May 13, 2011
Acting City Engineer Robin Kidder has heard it all. How this road construction will ruin a neighborhood. How that road project will decrease property values. How they all will inconvenience residents.
But eventually, Kidder said, after an intersection gets turn lanes or no longer floods, or a new bridge with bike lanes is erected, most of the naysayers come around. Some even offer “left-handed compliments.”
“One neighbor who had complained about the Austin Bluffs/Union interchange told me the traffic is quieter now than ever before because big trucks don’t have to stop, and she never expected that,” he said.
After nearly 25 years working as a proponent for the commuters of Colorado Springs, Kidder is hitting the road for Mesa, Ariz., where he will work on projects that include a new Chicago Cubs stadium for spring training, a light rail system and the city’s airport.
Kidder, 54, moved to Colorado Springs from Buffalo, N.Y., in 1980 and did soil testing for a geotechnical engineering firm for eight years before joining the city.

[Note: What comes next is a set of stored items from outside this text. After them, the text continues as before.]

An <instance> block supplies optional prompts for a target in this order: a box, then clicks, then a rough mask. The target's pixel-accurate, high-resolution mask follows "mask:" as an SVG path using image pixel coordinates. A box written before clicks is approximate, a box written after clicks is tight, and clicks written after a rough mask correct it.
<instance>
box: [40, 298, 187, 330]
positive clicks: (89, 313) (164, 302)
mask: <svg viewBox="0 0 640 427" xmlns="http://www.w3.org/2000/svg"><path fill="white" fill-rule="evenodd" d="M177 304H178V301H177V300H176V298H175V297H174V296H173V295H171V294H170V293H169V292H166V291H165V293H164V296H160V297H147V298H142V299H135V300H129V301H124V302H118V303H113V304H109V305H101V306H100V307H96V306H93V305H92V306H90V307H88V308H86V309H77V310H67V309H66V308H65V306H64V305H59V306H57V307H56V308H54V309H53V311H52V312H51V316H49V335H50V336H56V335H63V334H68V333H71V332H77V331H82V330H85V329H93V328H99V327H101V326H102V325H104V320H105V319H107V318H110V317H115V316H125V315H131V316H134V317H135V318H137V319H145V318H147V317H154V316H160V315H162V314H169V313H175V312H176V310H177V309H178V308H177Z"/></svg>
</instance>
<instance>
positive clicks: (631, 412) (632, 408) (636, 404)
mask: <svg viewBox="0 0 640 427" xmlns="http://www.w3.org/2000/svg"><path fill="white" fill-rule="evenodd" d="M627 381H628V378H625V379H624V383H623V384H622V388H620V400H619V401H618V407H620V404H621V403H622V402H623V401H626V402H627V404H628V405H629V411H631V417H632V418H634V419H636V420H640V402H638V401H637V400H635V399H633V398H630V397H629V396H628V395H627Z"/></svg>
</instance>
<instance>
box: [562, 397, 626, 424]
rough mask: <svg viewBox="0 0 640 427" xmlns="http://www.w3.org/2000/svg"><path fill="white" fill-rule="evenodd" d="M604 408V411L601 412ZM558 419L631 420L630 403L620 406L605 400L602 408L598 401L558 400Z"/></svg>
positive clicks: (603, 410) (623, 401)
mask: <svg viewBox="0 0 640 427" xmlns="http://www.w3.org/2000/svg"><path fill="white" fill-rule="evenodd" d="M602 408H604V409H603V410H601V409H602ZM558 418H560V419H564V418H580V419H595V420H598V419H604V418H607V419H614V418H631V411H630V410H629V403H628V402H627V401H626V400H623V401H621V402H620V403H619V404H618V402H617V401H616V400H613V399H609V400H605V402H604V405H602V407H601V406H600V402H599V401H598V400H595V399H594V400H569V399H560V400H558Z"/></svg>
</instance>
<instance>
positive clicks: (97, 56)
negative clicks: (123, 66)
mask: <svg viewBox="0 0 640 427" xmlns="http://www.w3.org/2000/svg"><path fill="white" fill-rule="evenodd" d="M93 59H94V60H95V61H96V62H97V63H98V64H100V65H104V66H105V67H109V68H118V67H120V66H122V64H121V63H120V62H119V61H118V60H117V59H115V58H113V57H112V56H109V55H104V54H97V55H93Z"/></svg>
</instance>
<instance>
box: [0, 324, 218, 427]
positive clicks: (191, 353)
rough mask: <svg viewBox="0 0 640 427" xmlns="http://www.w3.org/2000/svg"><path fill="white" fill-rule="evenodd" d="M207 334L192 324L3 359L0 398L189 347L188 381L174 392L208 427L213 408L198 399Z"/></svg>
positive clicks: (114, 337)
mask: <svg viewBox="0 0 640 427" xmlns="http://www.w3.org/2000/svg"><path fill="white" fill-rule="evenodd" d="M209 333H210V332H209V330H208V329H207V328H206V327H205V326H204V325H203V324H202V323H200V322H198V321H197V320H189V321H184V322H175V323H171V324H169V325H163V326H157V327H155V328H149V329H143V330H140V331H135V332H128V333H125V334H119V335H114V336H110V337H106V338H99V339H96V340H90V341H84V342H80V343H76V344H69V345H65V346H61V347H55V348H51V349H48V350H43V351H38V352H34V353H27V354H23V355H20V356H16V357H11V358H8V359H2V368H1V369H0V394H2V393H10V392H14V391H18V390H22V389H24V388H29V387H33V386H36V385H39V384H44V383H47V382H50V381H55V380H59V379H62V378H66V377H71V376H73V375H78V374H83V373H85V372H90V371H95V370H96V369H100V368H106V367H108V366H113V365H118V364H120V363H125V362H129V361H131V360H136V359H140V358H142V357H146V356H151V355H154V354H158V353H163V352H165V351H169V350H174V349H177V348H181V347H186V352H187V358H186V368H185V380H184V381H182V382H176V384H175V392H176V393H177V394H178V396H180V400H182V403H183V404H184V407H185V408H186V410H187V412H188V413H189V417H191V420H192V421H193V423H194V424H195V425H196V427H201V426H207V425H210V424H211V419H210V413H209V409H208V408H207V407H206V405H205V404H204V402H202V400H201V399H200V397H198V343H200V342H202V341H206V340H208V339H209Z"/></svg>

He’s had several management roles, and in recent years, he’s been the guy who prioritizes and manages the list of city road projects under the Pikes Peak Rural Transportation Authority. The 2004 voter-approved sales and use tax pays for roadway construction and maintenance in the area.
“It’s a huge job, and he’s had a lot of responsibility,” said El Paso County Commissioner Dennis Hisey, who serves on the PPRTA board of directors.
“I appreciate the fact that when he came to us with a cost overrun or a change, he was always a straight shooter. He’d tell us what the problem was and what they would do to solve it. And he got it done,” Hisey said.
It’s not hard to figure out that Colorado Springs’ network of streets has problems, mainly because it lacks a grid design for east-west travel. Some streets, like Constitution Avenue, just end. But getting from here to there requires a delicate balancing of neighbors’ concerns and traffic needs, Kidder said.
“Neighbors have long fought projects at the cost of the commuters,” he said. “The East-West Mobility Study was the first time commuters had a say."
Through PPRTA funding, some of the recommendations of that 2001 study are being accomplished, including extending Woodmen Road and Austin Bluffs Parkway.
“Colorado Springs has a lot of unfinished road projects. Some of the extensions have been on the books for decades. I understand neighbors’ resistance, but when we come in with sound walls or rubberized asphalt to lesson the noise, they are less reluctant,” Kidder said.
Beverly Majewski, financial manager for the PPRTA, said she has valued Kidder’s ability to talk about technical issues in a non-technical way, and mix in a little humor.
“We’ll really miss his presentations. He can take complicated things and explain them to committee and staff,” she said.
Kidder lists as top accomplishments under his leadership replacing the Cimarron bridge over Interstate 25 after it fell apart, building a new Austin Bluffs bridge over Union Boulevard and building a Woodmen Road bridge over Academy Boulevard, which opened in March.
“We also built the first triple left turn in the city at Fillmore Street and Union Boulevard. There was a lot of opposition — people said it would never work. But it solved the problem, and people finally understand it,” Kidder said.
Part of the reason Kidder is headed out of town is because he doesn’t favor Colorado Springs’ new strong mayor form of government. The mayor, to be determined in Tuesday’s election, will select department heads, who will report to him and not a city manager. That doesn’t sit well with Kidder.
“It opens the door for corruption, for a good-old-boy system,” he said.